I want to split my input string based on capital letter but with 2 exceptions. Exception1: Dont split the caps letter if letter is preceded by space or " ’ "(Euris/d’Investissements). Exception 2.:Dont split if letter is immediately succeeded by another Caps or “.” (S.A.S / SARIS)
This is my sample input text :
“Fonciere EurisCarpinienne De ParticipationEuris Cie Europeenne d’InvestissementsMiramont Finance et Distribution SASociété EurismaSociété SARIS S.A.S.”
Judging by the rules you presented, I would say that you need to do a split every time you have a lowercase letter followed by an uppercase one.
Fonciere EurisCarpinienne De ParticipationEuris Cie Europeenne d’InvestissementsMiramont Finance et DistributionSASociété EurismaSociété SARIS S.A.S.

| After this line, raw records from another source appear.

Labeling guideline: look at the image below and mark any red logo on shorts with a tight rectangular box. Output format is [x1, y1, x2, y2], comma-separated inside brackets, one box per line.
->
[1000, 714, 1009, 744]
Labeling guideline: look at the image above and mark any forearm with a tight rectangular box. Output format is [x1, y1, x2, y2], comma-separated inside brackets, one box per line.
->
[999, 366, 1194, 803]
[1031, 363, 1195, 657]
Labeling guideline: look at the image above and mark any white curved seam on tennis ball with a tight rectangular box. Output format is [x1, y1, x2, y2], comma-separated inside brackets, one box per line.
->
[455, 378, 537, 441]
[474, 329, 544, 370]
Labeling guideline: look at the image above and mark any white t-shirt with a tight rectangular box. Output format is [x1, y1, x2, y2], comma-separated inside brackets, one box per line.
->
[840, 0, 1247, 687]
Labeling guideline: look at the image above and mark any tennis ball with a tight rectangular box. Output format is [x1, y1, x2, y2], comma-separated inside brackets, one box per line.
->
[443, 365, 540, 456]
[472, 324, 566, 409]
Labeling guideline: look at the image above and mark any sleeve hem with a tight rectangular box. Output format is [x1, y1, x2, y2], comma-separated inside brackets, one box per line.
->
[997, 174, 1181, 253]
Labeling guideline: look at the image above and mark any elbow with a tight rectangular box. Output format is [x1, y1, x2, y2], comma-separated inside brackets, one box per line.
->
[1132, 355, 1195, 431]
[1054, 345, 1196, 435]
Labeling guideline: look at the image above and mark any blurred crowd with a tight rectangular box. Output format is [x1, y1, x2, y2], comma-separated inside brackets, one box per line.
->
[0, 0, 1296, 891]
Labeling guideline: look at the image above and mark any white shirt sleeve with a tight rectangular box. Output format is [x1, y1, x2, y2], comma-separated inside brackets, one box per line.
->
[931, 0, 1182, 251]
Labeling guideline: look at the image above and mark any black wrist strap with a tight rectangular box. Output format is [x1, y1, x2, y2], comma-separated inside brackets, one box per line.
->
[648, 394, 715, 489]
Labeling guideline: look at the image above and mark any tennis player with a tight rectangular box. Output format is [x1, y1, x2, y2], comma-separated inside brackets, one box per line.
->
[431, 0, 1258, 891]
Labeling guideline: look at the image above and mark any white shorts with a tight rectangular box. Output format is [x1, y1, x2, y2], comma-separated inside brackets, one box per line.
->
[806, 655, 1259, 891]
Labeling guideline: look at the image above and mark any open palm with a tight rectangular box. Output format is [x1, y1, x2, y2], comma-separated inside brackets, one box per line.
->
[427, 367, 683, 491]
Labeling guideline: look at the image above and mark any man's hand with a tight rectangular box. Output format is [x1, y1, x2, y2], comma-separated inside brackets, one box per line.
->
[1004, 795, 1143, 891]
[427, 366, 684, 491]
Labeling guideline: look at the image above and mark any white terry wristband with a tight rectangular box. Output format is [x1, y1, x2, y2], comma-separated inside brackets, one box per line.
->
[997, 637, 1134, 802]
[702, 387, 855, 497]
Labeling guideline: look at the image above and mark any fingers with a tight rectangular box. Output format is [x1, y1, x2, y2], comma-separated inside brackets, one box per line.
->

I used RegEx ([a-z][A-Z] for English, [a-z,àâäèéêëîïôœùûüÿç][A-Z,ÀÂÄÈÉÊËÎÏÔŒÙÛÜŸÇ] for French) to find these occurrences. Next, I am adding a separator character between these two letters (e.g. pipe character). Last step is to split the string by the separator, after which I am left with the individual tokens in an array of strings.